Toda forma de arte e cultura produzida pelos judeus foi eliminada das bibliotecas,
das escolas e dos museus da Alemanha. Após serem excluídos da sociedade, os judeus
foram encaminhados para campos de concentrações, onde eram utilizados como cobaias
para experimentos médicos e depois eram mortos em câmaras de gás, seus corpos eram
queimados e enterrados em valas coletivas (CARNEIRO, 2005).
De acordo Vizentini (2003), em meio ao massacre dos judeus, Hitler também
pretendia recuperar as colônias que pertenciam a Alemanha antes da Primeira Guerra
Mundial (1914-1918), “não bastava apenas a Europa Oriental, a Alemanha queria de volta
as colônias e o domínio de regiões de influência anglo-francesa. O cenário para a Guerra
estava preparado.” (VIZENTINI, 2003, p. 89).
Durante a conferência de Munique (1998), a França e o Reino Unido fizeram um
acordo com a Alemanha, destinando 20% do território da Tchecoslováquia aos alemães.
Porém, em 1939, a Alemanha ocupou todo o país, rompendo o acordo. Em seguida, no dia
1º de setembro de 1939, Hitler e suas forças armadas invadiram a Polônia, com a intenção
de recuperarem o território pertencente a eles até a Primeira Guerra Mundial. A França e o
Reino Unido exigiram que a Alemanha recuasse. Diante da insistência do exército alemão
em ocupar novos territórios, esses países declararam guerra à Alemanha, iniciando a
Segunda Guerra Mundial (1939-1945) (VIZENTINI, 2003).
Através dos estudos de Carneiro (2005) e Vizentini (2003), pode-se observar a
crueldade dos nazistas com relação aos judeus e a outras raças consideradas por eles como
impuras e a ambição de Hitler em conquistar novos países. A Segunda Guerra Mundial
(1939-1945) acabou após a rendição da Alemanha. Diante da situação, temendo ser morto
pelos exércitos inimigos, Hitler suicidou-se em 30 de abril de 1945. Somente com o fim da
guerra, os judeus foram libertados dos campos de concentração.

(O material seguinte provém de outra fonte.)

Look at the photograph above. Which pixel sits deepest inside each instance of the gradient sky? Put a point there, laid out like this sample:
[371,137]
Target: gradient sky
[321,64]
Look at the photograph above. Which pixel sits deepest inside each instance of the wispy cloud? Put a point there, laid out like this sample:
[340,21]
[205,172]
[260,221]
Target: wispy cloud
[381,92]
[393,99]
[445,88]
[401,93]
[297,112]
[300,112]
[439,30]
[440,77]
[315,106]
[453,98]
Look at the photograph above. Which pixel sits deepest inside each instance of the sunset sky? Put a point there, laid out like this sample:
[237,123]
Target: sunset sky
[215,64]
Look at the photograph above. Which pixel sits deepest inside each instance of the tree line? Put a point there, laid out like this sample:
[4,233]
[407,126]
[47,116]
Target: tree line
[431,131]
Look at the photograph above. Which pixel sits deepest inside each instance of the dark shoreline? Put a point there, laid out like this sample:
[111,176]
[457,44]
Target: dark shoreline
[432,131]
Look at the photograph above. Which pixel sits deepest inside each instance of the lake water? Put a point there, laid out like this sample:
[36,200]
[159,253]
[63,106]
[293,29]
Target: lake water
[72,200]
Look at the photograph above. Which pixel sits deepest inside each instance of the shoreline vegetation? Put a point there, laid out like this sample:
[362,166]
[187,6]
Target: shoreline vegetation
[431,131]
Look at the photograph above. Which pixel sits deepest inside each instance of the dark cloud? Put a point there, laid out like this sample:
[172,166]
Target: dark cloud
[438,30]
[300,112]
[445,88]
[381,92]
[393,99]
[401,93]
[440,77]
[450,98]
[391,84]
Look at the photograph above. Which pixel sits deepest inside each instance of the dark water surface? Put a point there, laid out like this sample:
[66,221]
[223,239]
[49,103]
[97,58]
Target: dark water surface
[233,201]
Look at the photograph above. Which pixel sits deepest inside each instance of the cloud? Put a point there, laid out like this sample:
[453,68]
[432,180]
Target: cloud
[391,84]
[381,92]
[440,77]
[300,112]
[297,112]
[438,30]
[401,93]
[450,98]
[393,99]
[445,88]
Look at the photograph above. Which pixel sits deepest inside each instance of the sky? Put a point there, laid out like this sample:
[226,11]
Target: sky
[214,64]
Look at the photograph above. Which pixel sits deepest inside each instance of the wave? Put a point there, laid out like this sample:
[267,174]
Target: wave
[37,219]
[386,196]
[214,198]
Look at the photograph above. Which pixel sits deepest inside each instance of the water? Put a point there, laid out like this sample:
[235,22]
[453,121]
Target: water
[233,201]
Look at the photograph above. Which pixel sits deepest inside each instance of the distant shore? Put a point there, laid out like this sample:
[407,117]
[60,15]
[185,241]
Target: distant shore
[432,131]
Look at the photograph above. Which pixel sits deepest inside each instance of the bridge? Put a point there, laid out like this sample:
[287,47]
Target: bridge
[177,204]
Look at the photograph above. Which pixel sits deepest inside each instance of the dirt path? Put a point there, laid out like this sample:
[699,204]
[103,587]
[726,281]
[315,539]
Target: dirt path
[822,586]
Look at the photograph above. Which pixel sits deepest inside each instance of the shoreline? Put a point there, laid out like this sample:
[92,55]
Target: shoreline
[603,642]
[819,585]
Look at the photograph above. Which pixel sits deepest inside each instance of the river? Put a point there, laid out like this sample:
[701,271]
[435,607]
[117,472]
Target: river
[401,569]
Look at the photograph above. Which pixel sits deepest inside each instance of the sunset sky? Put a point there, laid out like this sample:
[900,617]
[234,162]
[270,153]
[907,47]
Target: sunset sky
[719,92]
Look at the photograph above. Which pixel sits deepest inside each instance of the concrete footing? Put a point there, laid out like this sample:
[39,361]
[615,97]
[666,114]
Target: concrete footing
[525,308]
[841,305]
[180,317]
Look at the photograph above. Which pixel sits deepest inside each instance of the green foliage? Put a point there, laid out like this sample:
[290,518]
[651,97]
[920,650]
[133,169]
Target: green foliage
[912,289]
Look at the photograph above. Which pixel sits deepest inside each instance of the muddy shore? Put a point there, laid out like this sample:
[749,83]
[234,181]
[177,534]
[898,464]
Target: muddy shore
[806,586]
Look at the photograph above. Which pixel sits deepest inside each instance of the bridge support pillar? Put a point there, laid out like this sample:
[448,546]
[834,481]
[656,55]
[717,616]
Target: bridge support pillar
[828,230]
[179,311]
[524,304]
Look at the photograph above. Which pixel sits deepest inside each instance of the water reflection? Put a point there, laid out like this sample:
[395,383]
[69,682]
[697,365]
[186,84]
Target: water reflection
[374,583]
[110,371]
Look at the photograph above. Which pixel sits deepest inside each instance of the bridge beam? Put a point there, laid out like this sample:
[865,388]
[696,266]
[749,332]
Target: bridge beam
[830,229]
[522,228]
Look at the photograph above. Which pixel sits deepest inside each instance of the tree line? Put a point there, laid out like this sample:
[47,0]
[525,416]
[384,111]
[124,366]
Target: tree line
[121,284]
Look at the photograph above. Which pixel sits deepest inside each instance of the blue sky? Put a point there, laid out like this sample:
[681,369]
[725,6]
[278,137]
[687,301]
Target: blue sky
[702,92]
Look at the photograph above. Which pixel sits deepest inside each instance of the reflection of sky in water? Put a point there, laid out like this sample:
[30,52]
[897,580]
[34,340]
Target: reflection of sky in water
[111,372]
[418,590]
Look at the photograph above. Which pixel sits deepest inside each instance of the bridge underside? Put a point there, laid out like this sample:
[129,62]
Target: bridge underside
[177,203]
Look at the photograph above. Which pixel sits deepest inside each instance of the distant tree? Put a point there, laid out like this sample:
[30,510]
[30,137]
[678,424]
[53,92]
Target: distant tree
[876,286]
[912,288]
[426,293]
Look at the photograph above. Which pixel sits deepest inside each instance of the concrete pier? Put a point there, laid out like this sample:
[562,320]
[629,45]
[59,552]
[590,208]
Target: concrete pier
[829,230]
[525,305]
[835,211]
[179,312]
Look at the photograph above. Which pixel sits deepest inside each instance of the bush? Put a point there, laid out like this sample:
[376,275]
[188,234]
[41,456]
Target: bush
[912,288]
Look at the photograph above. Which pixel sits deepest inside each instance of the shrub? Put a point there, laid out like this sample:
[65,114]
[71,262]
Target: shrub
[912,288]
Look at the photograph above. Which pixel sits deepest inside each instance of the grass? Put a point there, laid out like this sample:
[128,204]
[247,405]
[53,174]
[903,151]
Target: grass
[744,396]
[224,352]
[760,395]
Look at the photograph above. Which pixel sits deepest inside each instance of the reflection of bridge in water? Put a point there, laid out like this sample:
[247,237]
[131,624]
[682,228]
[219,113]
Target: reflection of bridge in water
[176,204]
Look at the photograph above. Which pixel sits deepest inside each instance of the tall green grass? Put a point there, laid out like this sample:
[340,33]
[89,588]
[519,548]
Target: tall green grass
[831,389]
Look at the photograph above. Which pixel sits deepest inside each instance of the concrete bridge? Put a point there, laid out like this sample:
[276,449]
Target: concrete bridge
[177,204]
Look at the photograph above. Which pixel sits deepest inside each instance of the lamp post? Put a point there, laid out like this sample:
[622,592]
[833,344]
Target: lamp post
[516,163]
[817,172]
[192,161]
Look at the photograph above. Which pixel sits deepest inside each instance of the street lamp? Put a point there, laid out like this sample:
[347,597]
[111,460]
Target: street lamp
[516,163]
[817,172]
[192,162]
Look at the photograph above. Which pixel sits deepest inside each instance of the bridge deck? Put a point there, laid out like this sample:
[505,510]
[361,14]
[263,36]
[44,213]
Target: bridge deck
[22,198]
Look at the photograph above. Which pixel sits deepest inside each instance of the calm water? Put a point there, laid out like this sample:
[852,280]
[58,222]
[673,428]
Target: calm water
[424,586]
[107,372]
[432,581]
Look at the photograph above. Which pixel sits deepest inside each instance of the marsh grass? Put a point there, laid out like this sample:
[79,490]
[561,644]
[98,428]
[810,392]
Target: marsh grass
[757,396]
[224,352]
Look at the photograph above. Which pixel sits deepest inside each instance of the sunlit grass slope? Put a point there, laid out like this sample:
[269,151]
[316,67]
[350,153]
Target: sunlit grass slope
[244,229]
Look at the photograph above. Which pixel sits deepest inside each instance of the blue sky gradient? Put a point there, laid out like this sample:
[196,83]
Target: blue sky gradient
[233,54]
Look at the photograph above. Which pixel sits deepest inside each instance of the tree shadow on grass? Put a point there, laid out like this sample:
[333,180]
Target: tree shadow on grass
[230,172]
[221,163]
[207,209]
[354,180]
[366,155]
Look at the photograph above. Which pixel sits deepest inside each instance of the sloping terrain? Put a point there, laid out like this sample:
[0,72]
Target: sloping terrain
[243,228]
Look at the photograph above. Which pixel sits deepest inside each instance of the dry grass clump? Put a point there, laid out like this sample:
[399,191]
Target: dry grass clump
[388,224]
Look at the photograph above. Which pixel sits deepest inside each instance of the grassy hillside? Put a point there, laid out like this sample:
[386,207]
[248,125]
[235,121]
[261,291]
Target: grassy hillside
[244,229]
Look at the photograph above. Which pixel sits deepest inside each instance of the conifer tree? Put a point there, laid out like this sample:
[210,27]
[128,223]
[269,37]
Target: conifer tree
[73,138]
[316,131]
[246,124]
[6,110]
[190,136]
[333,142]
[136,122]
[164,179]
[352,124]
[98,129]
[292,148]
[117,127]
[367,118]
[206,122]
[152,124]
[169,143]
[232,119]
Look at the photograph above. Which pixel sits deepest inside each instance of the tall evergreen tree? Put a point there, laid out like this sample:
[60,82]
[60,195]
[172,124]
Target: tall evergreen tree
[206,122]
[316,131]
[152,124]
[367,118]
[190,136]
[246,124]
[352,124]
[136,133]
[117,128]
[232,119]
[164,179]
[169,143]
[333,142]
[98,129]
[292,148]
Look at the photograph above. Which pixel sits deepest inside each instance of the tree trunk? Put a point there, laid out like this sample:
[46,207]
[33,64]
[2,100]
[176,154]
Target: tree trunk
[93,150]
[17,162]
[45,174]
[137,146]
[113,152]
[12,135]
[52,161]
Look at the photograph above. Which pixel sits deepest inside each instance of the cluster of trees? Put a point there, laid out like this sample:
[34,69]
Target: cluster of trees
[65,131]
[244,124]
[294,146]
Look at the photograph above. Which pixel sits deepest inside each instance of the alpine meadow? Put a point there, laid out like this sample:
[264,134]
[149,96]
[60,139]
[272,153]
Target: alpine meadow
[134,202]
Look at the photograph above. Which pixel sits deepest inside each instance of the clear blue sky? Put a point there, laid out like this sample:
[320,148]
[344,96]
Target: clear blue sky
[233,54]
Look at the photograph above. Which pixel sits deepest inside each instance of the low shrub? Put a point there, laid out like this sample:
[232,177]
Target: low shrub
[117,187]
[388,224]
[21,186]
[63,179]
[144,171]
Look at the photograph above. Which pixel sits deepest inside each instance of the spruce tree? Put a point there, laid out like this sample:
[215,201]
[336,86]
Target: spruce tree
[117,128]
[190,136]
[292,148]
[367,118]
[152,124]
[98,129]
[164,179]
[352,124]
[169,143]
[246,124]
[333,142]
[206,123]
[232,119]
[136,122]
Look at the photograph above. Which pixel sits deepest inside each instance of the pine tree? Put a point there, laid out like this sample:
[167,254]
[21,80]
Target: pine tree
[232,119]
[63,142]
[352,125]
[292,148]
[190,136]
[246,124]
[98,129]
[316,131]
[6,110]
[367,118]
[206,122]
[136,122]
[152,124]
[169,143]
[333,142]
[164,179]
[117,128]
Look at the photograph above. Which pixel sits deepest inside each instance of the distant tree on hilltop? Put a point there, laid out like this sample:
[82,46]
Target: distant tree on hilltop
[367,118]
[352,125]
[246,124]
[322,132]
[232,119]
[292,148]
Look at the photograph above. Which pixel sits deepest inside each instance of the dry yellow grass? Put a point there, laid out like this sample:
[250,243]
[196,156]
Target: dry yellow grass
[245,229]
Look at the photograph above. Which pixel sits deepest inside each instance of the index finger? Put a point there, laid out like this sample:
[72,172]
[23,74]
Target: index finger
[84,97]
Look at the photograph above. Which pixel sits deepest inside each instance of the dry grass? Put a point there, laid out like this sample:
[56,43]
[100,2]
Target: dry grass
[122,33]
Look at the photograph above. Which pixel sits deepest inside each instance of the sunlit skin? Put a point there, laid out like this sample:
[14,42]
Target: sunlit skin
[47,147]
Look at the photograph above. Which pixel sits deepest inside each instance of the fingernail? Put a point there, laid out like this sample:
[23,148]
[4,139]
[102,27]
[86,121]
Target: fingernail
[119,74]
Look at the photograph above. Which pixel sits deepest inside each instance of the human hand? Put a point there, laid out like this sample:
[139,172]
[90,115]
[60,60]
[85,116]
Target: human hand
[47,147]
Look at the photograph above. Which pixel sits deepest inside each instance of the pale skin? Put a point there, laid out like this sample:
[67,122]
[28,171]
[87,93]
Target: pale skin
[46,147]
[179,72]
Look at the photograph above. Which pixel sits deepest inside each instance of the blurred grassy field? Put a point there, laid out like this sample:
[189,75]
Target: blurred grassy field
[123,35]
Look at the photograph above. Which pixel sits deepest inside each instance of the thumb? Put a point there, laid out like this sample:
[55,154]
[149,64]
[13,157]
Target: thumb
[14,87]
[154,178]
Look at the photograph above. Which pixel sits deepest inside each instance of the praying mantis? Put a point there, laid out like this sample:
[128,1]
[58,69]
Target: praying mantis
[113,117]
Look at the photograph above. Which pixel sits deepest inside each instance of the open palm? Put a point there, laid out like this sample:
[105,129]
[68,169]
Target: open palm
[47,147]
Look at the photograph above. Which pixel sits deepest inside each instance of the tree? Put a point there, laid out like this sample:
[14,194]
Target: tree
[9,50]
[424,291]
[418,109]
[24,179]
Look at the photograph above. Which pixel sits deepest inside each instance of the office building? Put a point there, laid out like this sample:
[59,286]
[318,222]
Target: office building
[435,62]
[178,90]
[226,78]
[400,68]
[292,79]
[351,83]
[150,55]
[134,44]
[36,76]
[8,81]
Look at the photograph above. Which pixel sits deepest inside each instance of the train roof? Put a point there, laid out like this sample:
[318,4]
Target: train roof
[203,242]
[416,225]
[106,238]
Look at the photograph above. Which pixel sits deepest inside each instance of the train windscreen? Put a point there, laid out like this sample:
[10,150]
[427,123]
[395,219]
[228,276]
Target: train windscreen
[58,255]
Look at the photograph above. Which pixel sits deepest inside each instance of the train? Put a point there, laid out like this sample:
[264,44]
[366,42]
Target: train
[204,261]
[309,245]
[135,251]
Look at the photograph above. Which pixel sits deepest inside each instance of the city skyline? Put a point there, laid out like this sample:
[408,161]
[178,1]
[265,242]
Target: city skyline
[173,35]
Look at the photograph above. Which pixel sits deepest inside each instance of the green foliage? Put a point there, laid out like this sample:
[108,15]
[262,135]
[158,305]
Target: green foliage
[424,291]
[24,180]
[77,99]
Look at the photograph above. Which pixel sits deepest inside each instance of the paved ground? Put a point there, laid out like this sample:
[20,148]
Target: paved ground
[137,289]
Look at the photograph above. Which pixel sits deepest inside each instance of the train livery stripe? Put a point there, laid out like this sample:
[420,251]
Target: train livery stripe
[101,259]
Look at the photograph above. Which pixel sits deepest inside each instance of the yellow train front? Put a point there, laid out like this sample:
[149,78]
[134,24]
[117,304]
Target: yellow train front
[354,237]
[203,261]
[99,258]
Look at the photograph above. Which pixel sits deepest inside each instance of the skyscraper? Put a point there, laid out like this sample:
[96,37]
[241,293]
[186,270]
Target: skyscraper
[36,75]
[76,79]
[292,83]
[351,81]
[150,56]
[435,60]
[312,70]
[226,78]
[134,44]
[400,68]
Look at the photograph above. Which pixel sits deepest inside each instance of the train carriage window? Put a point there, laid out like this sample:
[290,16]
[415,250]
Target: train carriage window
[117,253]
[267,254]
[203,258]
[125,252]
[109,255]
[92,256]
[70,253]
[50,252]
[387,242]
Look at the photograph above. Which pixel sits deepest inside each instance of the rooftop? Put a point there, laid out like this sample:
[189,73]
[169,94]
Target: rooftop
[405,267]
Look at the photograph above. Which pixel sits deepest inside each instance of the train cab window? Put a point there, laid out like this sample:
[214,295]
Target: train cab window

Os nazistas transformaram os territórios ocupados em um teatro de pilhagem e


destruição. No final da guerra os sobreviventes — que nada mais eram do que
farrapos humanos, espécie de mortos-vivos — começaram a se movimentar por
todo o continente num imenso êxodo espontâneo. As imagens eram de uma patética
tentativa de retorno à vida.
Crianças, velhos e até mesmo famílias inteiras saíam de esconderijos improvisados
nas fazendas, aldeias e conventos. (CARNEIRO, 2005, p. 69).
Em 1991, a antiga União das Repúblicas Socialistas Soviéticas (URSS) expôs os
dados presentes nos arquivos do campo de Auschwitz. Em 46 volumes, foram
contabilizadas 70.000 pessoas (judeus, ciganos e poloneses) assassinadas entre agosto de
1941 e dezembro de 1943.
O mais assombroso é que os dados, por mais exorbitantes que sejam, correspondem
somente às mortes ocorridas em Auschwitz. Segundo a autora, os locais de extermínio eram
tantos que constituíam uma verdadeira “rede de campos de concentração”. Dessa forma,
estima-se que milhões de pessoas foram torturadas e mortas (CARNEIRO, 2005).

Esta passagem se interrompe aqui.